Fact: Safety means we accompany our children on a busy road while 9 out of 10 cars whiz by at 30 MPH barely taking notice of the kids efforts rather making generalizations about this so-called new generation (by the way some of the kids selling the lemonade where teenagers so I’m not sure our kids would technically be called a different generation)
Fact: Elaborate lemonade stands & clever signs are visual marketing tools…hardly to be credited for diminishing the potential of our children especially when the kids are instrumental in the creation
Opinion: Are we perfect mother’s…far from it! We love our kids & our community and had so much fun selling lemonade for a good cause, spending time with our neighbors and yes–making memories!
Small suggestion, try and notice the good next time it makes for a much better story
I know. You’re right. That’s why I apologized.
To bad you did not take the time to stop and buy some lemonade from our kids. If you had, you would have seen them do the transactions all on their own and found out it was a fundraiser for the Mothers Group. This yearly event gives us the opportunity to create with our kids and teach them about doing something for a greater cause. They donated all the money earned to the Mothers Group. My daughter wants to a lemonade stand all on her own and you can bet she will make the signs and earn the money she makes. And my kids do play outside on their own everyday, with the exception of my daughter who prefers to stay inside and read some days.

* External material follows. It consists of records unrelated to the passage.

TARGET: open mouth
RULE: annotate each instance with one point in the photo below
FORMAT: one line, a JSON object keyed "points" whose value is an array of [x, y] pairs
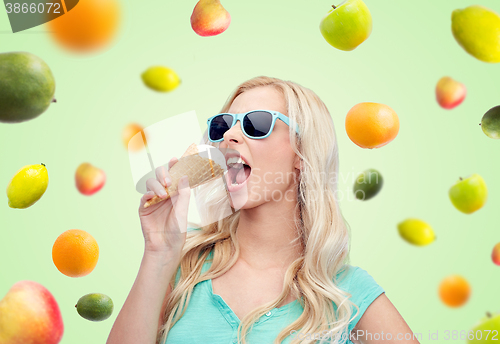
{"points": [[238, 171]]}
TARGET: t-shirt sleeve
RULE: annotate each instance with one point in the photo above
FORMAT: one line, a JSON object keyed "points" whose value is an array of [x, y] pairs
{"points": [[364, 291]]}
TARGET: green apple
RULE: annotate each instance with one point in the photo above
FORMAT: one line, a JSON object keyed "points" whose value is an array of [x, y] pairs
{"points": [[486, 330], [469, 194], [347, 25]]}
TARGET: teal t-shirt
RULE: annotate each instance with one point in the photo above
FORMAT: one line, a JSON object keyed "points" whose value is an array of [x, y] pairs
{"points": [[208, 319]]}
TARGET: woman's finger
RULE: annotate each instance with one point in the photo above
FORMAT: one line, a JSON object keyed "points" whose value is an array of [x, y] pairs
{"points": [[161, 175], [146, 197], [181, 203], [155, 186], [172, 162]]}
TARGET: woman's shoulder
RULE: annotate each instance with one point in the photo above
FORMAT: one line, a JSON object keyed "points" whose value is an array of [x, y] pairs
{"points": [[361, 286], [206, 265]]}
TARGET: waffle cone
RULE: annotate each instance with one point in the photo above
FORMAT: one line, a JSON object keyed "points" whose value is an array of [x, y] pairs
{"points": [[199, 170]]}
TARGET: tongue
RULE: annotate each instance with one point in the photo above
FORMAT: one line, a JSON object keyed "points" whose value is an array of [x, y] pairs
{"points": [[241, 176]]}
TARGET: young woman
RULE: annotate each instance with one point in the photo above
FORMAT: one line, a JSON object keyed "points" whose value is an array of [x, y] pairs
{"points": [[276, 270]]}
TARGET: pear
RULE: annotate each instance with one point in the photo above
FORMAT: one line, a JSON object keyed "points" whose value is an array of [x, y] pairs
{"points": [[477, 30], [210, 18], [27, 87], [490, 123]]}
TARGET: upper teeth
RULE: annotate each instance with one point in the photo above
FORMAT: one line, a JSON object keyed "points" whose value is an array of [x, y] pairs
{"points": [[235, 160]]}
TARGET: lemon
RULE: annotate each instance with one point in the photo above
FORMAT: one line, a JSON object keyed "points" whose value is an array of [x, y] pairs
{"points": [[161, 79], [27, 186], [416, 232], [477, 29]]}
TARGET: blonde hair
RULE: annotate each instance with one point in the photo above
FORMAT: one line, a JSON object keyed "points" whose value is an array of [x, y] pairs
{"points": [[321, 229]]}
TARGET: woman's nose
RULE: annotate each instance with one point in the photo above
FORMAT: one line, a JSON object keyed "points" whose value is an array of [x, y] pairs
{"points": [[234, 133]]}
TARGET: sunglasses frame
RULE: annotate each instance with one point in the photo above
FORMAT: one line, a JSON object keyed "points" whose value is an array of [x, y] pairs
{"points": [[241, 116]]}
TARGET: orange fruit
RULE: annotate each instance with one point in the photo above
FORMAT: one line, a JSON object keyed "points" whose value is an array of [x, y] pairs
{"points": [[89, 26], [128, 133], [454, 291], [371, 125], [75, 253]]}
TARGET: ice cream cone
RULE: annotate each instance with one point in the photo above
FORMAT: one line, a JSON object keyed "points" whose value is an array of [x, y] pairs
{"points": [[198, 169]]}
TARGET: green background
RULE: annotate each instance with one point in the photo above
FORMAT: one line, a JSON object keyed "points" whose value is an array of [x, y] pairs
{"points": [[411, 47]]}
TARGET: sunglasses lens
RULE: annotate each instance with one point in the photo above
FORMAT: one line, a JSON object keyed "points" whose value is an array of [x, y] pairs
{"points": [[219, 125], [258, 123]]}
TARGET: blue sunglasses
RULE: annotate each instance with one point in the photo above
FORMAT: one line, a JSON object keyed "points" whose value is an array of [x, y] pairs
{"points": [[256, 124]]}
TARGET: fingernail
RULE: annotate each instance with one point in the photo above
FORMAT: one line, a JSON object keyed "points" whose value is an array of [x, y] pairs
{"points": [[184, 181]]}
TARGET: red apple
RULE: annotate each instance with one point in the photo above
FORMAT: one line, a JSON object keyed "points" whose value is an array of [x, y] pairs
{"points": [[449, 92], [89, 179], [495, 254], [210, 18], [30, 314]]}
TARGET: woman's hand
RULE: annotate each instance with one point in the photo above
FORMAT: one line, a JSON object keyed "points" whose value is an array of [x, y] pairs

As a former Mothers Group officer, I apologize. I didn’t realize that, though my son wasn’t referring to your event. I should have fact checked before posting, and I will post a correction in the morning.
A chance to stay inside…and get your own damned stuff done, whether that “stuff” is cleaning the house, finishing an article, reading a book or simply enjoying a few moments of knowing your kids are happily and productively engaged while you AREN’T.
Terrific commentary, Jen. My parents didn’t intervene when my sisters, I, and our friends decided to set up a child care center in our side yard. We had days of fun imagining how it would operate, planning activities, creating “rooms” by drawing lines in the dirt, etc. We learned so much more than we would have if adults had directed our activities. Of course the center never opened, but we came to the conclusion that it was impractical on our own.